マレにも親書とともに誓約書の写しを送った。
ルークは幸せの絶頂を極めていたはずだった。
二人でテラスであの時の思い出を語らいながら、今度の休みは街に出ようか、などと話をして、それはそれはいい雰囲気だったのだ。
会話をしながら、バステトはルークの肩にもたれかかって寝てしまったので、それを抱き上げてベッドまで運んだ。
本当に幸せな夜だった。
そして、それ以降も、幸せな日々が続くはずだったのだ。
ところが。
『ねえ、ルーク、「婚約者」ってなに?』
昼休み、いつものように学園のカフェテラスの周りから少し離れた特等席に二人で座ると、バステトは腕組みをして眉を寄せる。

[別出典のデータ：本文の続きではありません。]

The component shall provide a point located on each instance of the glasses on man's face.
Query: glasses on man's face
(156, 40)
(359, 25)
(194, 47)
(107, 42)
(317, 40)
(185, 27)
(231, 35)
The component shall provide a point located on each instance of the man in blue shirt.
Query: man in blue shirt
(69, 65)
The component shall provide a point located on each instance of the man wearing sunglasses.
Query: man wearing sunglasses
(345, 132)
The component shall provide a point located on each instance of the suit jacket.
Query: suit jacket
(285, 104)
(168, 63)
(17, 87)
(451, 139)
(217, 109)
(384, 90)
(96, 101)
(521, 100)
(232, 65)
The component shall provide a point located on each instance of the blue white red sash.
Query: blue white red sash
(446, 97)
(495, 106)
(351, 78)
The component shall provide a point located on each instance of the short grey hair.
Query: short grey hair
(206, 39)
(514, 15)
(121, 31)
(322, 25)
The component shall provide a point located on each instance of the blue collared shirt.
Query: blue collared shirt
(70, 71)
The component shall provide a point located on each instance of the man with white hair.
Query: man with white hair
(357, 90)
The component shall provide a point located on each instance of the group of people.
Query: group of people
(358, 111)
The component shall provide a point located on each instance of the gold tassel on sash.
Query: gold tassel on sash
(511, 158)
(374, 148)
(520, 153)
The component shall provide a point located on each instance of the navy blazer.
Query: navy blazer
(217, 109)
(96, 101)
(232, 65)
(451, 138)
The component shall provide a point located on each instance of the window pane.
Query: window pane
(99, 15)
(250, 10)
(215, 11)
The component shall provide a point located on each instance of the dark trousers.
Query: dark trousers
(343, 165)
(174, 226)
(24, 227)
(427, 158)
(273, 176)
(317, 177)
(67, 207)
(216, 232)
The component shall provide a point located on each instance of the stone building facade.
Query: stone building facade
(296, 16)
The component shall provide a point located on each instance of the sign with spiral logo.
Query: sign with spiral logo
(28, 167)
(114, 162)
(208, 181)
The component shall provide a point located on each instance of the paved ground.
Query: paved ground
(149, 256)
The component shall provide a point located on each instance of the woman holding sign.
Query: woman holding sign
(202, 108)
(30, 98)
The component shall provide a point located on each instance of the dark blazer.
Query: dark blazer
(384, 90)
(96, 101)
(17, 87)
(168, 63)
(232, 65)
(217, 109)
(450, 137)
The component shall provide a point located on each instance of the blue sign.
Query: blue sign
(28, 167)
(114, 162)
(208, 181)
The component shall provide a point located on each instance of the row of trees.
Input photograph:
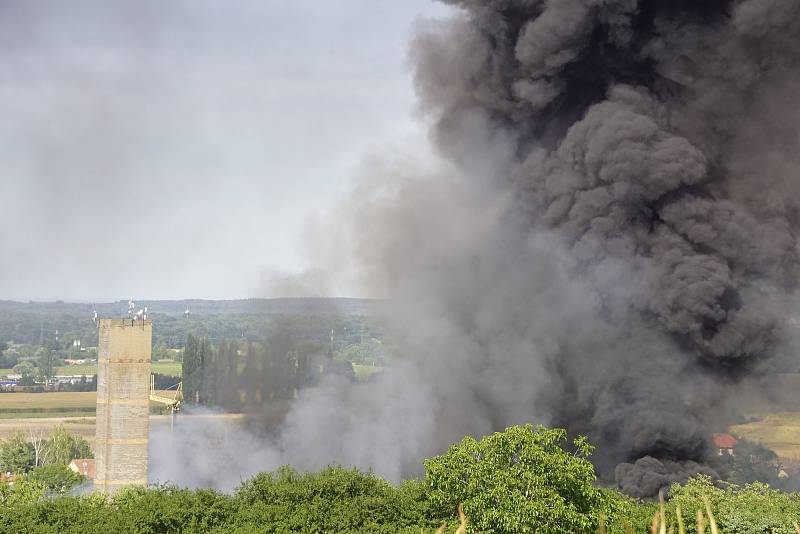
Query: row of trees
(523, 480)
(23, 451)
(227, 376)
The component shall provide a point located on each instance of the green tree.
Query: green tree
(16, 454)
(191, 369)
(26, 369)
(46, 359)
(57, 478)
(520, 480)
(62, 447)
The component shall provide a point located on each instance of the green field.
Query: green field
(363, 372)
(779, 432)
(53, 404)
(164, 368)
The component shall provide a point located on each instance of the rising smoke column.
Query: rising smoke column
(610, 247)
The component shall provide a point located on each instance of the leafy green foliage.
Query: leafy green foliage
(738, 509)
(62, 447)
(19, 494)
(56, 478)
(334, 500)
(519, 480)
(16, 454)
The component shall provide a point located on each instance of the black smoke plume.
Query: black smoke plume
(609, 246)
(647, 139)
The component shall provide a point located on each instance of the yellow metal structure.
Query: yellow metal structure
(172, 402)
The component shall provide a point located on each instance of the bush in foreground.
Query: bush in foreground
(520, 480)
(524, 479)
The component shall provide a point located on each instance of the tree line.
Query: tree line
(232, 374)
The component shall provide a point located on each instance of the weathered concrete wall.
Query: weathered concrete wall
(123, 393)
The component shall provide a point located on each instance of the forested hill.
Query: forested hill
(346, 306)
(36, 322)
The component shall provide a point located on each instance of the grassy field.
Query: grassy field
(164, 368)
(779, 432)
(365, 371)
(58, 400)
(53, 404)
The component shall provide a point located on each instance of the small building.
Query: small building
(725, 444)
(83, 466)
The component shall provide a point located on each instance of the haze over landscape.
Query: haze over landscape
(187, 152)
(357, 234)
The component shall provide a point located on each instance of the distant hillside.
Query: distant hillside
(346, 306)
(35, 322)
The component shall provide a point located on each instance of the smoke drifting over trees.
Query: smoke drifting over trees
(609, 248)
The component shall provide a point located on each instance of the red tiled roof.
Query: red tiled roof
(84, 466)
(724, 441)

そんな仕草も表情もすべてがかわいい。彼女は自分の婚約者なのだ。
『ああ、言葉がわからないんだね。「婚約者」は、婚約者のことだよ』
『知ってる。でも、よくわからない。クラスで「ご婚約、おめでとうございます」って言われたんだ。
マレにいるハサンのことを言ってるんだと思うんだけど、学校を卒業したら結婚しようかって言ってたぐらいで、婚約の話が進んだとは聞いてないし。』
バステトは本気で悩んでいる風であるが、色々と突っ込みどころだらけな発言にルークは凍り付いた。
「エルマー、なんだろう、これ。僕は、夢を見てるのかな?」
「いやあ、料理に酒でも入ってたんすかねえ?昨日、姫様いやにふにゃふにゃしてましたよね」
そういや、王宮のフルーツポンチってリキュール入ってますねえ、などと護衛の大男は気の抜けた返事を返してくる。
『バステト、君、昨日のことを覚えてる?』
『昨日?あれ?何してたっけ』
ふざけるな!
昨日の幸せな夜はなんだったんだ。
ぴしりっと音がして手に持ったコップにヒビが入ったのを見て、エルマーがコップを取り上げる。
俺の告白は?
バステトの返事は?
その前にちょっと待て。
『バステト、君、さっき、ハサンとなんだって?』
すると、ぱっと顔をほころばせる。
『へへー、ハサン、かわいいんだよー。
『姉さま、帰ってきたら結婚しましょうね』
なんて言うんだー。』
あのクソガキ。
最後に嫌がらせか!
『バステト、君、まさか、それ、受けたの?』
声が低くなる。
『んー? そのあと、確か父様が慌てて何か言い出して……』
おそらく皇帝が慌てて止めたに違いない。
当たり前だ!
『あれ?? 私返事してないかも! 返事しとかなきゃ。』
バステトからハサンへの手紙はしばらく止めなくては!
ルークは、息を深く吸って自分を落ち着かせた。
別に最悪の事態ではない。
これから、もう一度繰り返せばいいだけだ。
彼女の心を再び取り戻せばいいだけ。
彼女は自分を憎からず思っているはず。
その証拠に彼女は昨夜、自分に頷いてくれたではないか。
ルークは、いつもバステトに接している、やさしい微笑みを浮かべる。
『バステト、婚約は、本当だ。ただ、ハサンじゃない。
君と僕との婚約だよ。』
バステトは目を丸くする。
『なんで?』
僕が、君を望んだからだよ。君のことが欲しかったから。君に恋をしたから。
でも、こんな人がたくさんいる場所で、それを口に出すのを一瞬ためらっているすきにバステトは続けてしまった。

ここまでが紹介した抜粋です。